Ebeveyn faktörü: Ebeveynleri boşanmış çocukların evliliklerinde boşanma riski daha yüksek. Bunun en önemli nedenlerinden biri stres. Gençliğinde ailesinde boşanmaya tanık olan kimse streslidir. Mümkün olduğunca çabuk evden ayrılmak için eş ararken acele ediyor. Aynı durum, mali açıdan sorun yaşayan tek ebeveynli ailelerin çocukları için de geçerli. Boşanmış tek ebeveyn tarafından yetiştirilen çocuklar, anne babanın sorunları birlikte nasıl konuştuğunu, ya da çözdüğünü göremedikleri için kendi evliliklerinde başarılı olamıyorlar.

Kişisel farklılık: Her ne kadar, "Zıt karakterler birbirini çeker" dense de evlilikler için bu geçerli değil. Dengeli ilişkiler, eğitim düzeyi ve kültürel geçmiş gibi benzer özellikler sayesinde ortaya çıkar.

Kadınların ekonomik bağımsızlığı: Kadınların ekonomik olarak özgürleşmesi, onları evlilikte bağımlı olmaktan kurtarıyor. Bu da giderek artan boşanma olaylarına yansıyordu. Bu durum çalışmayan kadın için evlilikte koruyucu bir faktördü.

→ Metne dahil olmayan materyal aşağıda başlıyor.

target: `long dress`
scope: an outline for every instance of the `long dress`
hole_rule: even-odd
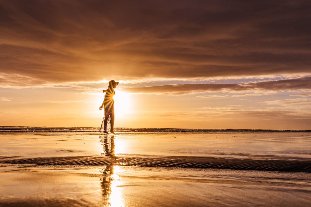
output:
[[[105,130],[104,121],[105,118],[107,117],[108,118],[106,124],[107,128],[105,129],[107,131],[110,131],[111,127],[110,124],[110,117],[112,113],[114,111],[114,100],[113,99],[113,96],[115,94],[115,92],[112,86],[110,85],[106,91],[104,99],[104,109],[105,112],[101,126],[99,129],[100,132],[102,132]]]

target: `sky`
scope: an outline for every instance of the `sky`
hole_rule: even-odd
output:
[[[0,125],[311,129],[311,2],[0,1]]]

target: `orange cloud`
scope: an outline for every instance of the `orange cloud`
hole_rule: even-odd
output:
[[[0,83],[311,74],[309,6],[303,1],[2,1]]]
[[[292,89],[311,89],[311,77],[238,84],[201,83],[167,85],[140,88],[129,88],[122,90],[134,93],[182,95],[207,92],[245,92],[278,91]],[[263,94],[246,94],[239,96],[268,95]],[[234,97],[239,97],[235,96]]]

Ancak günümüzde özellikle Batı toplumlarında refah düzeyi çift gelirli bir aile modeline dayandığı için, çalışmayan kadın "mali stres" kaynağı olarak değerlendiriliyor. Geçmişte çalışan kadın evlilik için risk oluştururken, bugün çalışmayan kadın önemli bir boşanma nedeni.

Birlikte yaşamak: Evlilik öncesi birlikte yaşayan çiftlerde boşanma oranı yüksek. Çünkü genç çiftlerin çoğu, birlikte yaşamayı "deneme evliliği" olarak görüyor. İlişkiden emin olmayan kişilerin attığı resmi imza da birlikteliği sürdürmeye yetmiyor.